Politics

Poll: Rick Scott edges Charlie Crist, 44-42, but voters dislike both candidates

TIGHT CONTEST: The race between Republican Gov. Rick Scott, left, and Republican-turned-Democrat former Gov. Charlie Crist is too close to call, according to the Quinnipiac University poll released Wednesday.
TIGHT CONTEST: The race between Republican Gov. Rick Scott, left, and Republican-turned-Democrat former Gov. Charlie Crist is too close to call, according to the Quinnipiac University poll released Wednesday.

The race for governor of Florida looks as close as ever with a new statewide poll showing voters are evenly divided on the contest and many people question the integrity of both candidates.

The Sept. 17-22 poll by Quinnipiac University shows Republican Gov. Rick Scott with 44 percent support, Democrat Charlie Crist with 42 percent and Libertarian Adrian Wyllie at 8 percent. Six percent were undecided and 17 percent said they still might change their minds.

The poll of 991 likely voters has a margin of error of 3.1 percentage points, making the race a statistical tie days before hundreds of thousands of voters begin to cast absentee ballots.

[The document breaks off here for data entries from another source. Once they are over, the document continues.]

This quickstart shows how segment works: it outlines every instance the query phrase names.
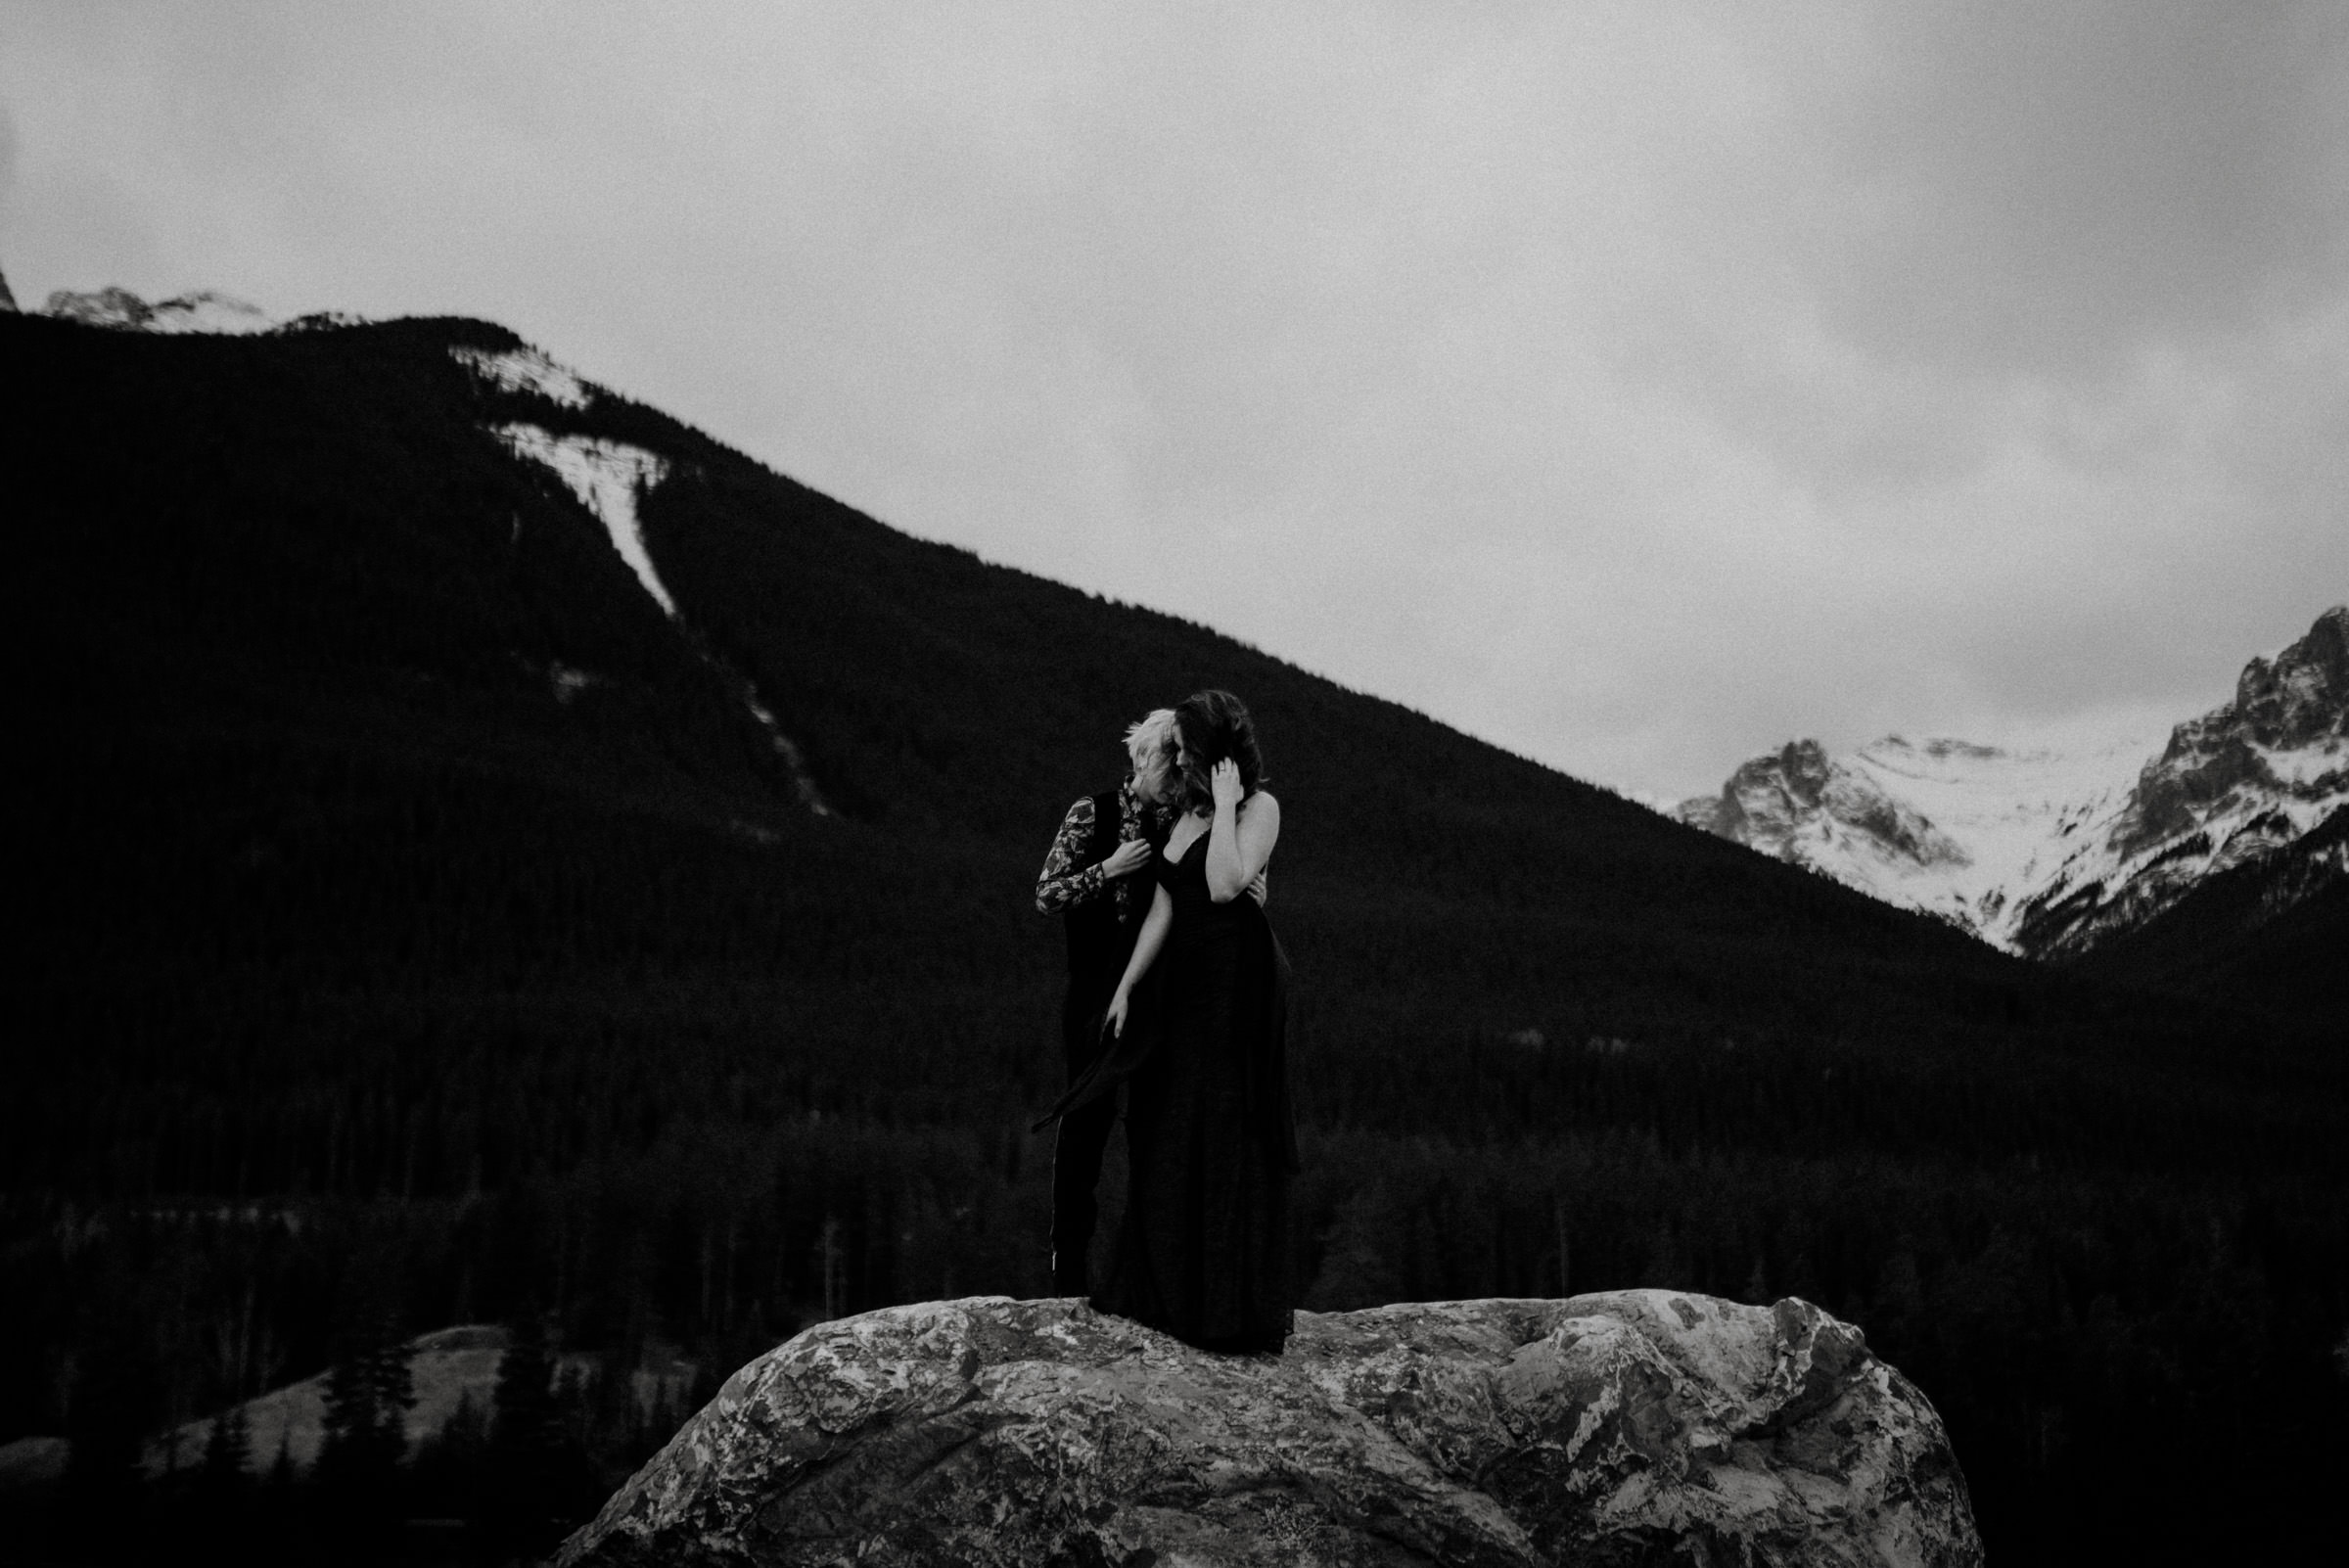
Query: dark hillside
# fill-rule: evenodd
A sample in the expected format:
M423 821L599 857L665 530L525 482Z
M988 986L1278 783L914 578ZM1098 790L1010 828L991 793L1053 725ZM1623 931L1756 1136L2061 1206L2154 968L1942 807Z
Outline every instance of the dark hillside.
M2298 1014L2349 1046L2349 811L2287 854L2239 865L2137 931L2092 951L2083 973Z
M1313 1305L1812 1297L1939 1403L2003 1559L2142 1531L2178 1421L2244 1486L2337 1464L2322 1020L2004 958L455 344L515 340L0 318L44 916L0 1441L115 1452L395 1327L722 1372L1044 1288L1030 887L1123 725L1214 683L1286 807ZM667 460L677 622L509 421ZM607 1475L658 1436L618 1420L574 1429Z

This marks the first time that a Quinnipiac poll shows Scott in the lead in his bid for a second term, even though he has never been viewed favorably by more than 50 percent of Florida voters in any poll.

“Scott may not have made everybody love him, but he’s changed some minds. He’s very competitive,” said Peter Brown, assistant director of the Quinnipiac Polling Institute.

The trend of Quinnipiac polls over the past four years shows the full impact of Scott’s $36 million TV ad onslaught against Crist since he entered the race in November 2013. Crist’s favorability rating has plummeted deeper than in 2010 when he was governor during a deep recession and lost an independent U.S. Senate bid.

Now, 49 percent view Crist unfavorably and 41 percent view him favorably. That’s a 25 percentage-point decline in Crist’s favorability rating since June 2013.

Scott’s favorability rating has fallen by 6 points. But because his ratings were so low for so long, both candidates are now viewed similarly by voters.

Scott is viewed unfavorably by 48 percent of likely voters and favorably by 42 percent, compared to a 49-41 percent margin for Crist.

A Quinnipiac poll in March 2013 showed Crist with a mammoth 16-percentage-point lead over Scott, 50 percent to 34 percent.

Today, fewer than 4 out of 10 voters consider Scott or Crist honest and trustworthy.

Among independent voters only, 55 percent said Crist is not honest and trustworthy, and 51 percent said Scott is not.

Scott outpaces Crist on leadership qualities, 58 percent to 46 percent, and Scott performs better among independents than Crist, 44 percent to 37 percent.

According to Quinnipiac, Crist’s advantage with women voters has virtually disappeared, at 43 percent to Scott’s 41 percent.

Men prefer Scott by 48 percent to 40 percent.

Crist does slightly better on the “empathy index,” but again the numbers are razor-close. When the pollster asked which candidate “cares about the needs and problems of people like you,” 46 percent favored Crist and 42 percent said Scott.

With less than six weeks to Election Day, Brown said two keys to the outcome of the election are independent voters and supporters of Wyllie, who began a low-budget TV ad campaign in Tampa Bay on Wednesday in which he offers himself as “the third choice,” an alternative to Scott and Crist and their negative ads.

The outcome begins to take shape next week when hundreds of thousands of absentee ballots will be mailed to Florida households.

“Voters are just now beginning to think about it,” Brown said.